Engling Yeo (S’96) received the B.S. and M.S. degrees in electrical engineering and computer science from the University of California at Berkeley in 1994 and 1995, respectively. He is currently working toward the Ph.D. degree in electrical engineering at the same university.

He worked at the DSO National Laboratories, Singapore, from 1996 to 1999 as a Senior Member of Technical Staff in radar and signal processing systems. His primary interests are VLSI architectures for communication and storage systems.

Stephanie A. Augsburger (S’01) received the B.S. degree in computer engineering (with highest honor) from Georgia Institute of Technology, Atlanta, in 2000. She is currently working toward the M.S. degree in electrical engineering at the University of California at Berkeley.

As a Research Assistant, she has been focused on power optimization for digital integrated circuits.

Ms. Augsburger is funded by a Semiconductor Research Corporation Master’s Scholarship.

Borivoje Nikolić (S’93–M’99) received the Dipl.Ing. and M.Sc. degrees in electrical engineering from the University of Belgrade, Yugoslavia, in 1992 and 1994, respectively, and the Ph.D. degree from the University of California at Davis in 1999.

He was on the faculty of the University of Belgrade from 1992 to 1996. He spent two years with Silicon Systems, Inc., Texas Instruments Storage Products Group, San Jose, CA, working on disk-drive signal processing electronics. In 1999, he joined the Department of Electrical Engineering and Computer Sciences, University of California at Berkeley as an Assistant Professor. His research activities include high-speed and low-power digital integrated circuits and VLSI implementation of communications and signal-processing algorithms.

Dr. Nikolić received the College of Engineering Best Doctoral Dissertation Prize and Anil K. Jain Prize for the Best Doctoral Dissertation in Electrical and Computer Engineering at University of California at Davis in 1999, as well as the City of Belgrade Award for the Best Diploma Thesis in 1992.

Robert W. Brodersen (M’76–SM’81–F’82) received the Ph.D. degree from the Massachusetts Institute of Technology, Cambridge, in 1972.

He was then with the Central Research Laboratory at Texas Instruments for three years.
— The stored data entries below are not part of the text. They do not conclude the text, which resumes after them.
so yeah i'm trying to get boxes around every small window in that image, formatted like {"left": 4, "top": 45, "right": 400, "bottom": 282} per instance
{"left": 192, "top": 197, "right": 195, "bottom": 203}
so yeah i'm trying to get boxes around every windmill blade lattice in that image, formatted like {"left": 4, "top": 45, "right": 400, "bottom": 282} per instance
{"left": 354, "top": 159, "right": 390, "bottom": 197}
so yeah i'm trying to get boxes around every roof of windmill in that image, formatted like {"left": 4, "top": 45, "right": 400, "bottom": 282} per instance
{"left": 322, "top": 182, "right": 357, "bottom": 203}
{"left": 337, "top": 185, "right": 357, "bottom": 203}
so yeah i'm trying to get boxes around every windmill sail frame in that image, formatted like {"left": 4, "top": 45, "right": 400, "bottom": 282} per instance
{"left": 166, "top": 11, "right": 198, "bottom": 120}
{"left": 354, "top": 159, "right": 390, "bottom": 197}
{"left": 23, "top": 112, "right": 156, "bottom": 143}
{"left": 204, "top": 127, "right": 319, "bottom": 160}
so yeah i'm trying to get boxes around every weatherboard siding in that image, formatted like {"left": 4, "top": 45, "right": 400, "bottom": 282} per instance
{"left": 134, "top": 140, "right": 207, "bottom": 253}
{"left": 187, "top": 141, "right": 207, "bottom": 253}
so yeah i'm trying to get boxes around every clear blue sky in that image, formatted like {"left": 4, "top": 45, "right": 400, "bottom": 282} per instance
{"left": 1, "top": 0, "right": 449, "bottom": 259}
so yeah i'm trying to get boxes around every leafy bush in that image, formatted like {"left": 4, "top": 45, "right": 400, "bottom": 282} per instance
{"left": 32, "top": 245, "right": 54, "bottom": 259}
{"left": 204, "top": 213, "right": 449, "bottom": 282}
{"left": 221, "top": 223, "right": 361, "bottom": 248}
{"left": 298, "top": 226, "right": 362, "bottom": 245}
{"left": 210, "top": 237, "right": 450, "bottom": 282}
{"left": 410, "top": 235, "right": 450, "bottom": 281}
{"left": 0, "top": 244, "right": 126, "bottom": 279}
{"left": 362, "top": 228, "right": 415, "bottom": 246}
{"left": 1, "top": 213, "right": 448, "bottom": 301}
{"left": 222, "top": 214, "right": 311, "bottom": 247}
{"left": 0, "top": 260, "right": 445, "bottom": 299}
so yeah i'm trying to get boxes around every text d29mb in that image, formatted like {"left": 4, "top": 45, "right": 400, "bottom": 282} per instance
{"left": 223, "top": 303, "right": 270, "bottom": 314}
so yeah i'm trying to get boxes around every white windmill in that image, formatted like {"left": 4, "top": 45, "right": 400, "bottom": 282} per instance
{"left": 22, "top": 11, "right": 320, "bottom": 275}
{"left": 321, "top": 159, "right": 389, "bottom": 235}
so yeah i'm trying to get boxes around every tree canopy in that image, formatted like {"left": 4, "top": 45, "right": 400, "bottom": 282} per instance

Following that, he joined the Electrical Engineering and Computer Science faculty of the University of California at Berkeley, where he is now the John Whinnery Chair Professor. His research is focused in the areas of low-power design and wireless communications and the CAD tools necessary to support these activities.

Prof. Brodersen has won best paper awards for a number of journal and conference papers in the areas of integrated circuit design, CAD and communications, including in 1979 the W.G. Baker Award. In 1983, he was co-recipient of the IEEE Morris Liebmann Award. In 1986, he received the Technical Achievement Awards in the IEEE Circuits and Systems Society and in 1991 from the Signal Processing Society. In 1988, he was elected to be member of the National Academy of Engineering. In 1996, he received the IEEE Solid-State Circuits Society Award and in 1999 received an honorary doctorate from the University of Lund in Sweden. In 2000, he received a Millennium Award from the Circuits and Systems Society, the Golden Jubilee Award from the IEEE, and was co-recipient of the Lewis Winner Best Paper Award in the ISSCC.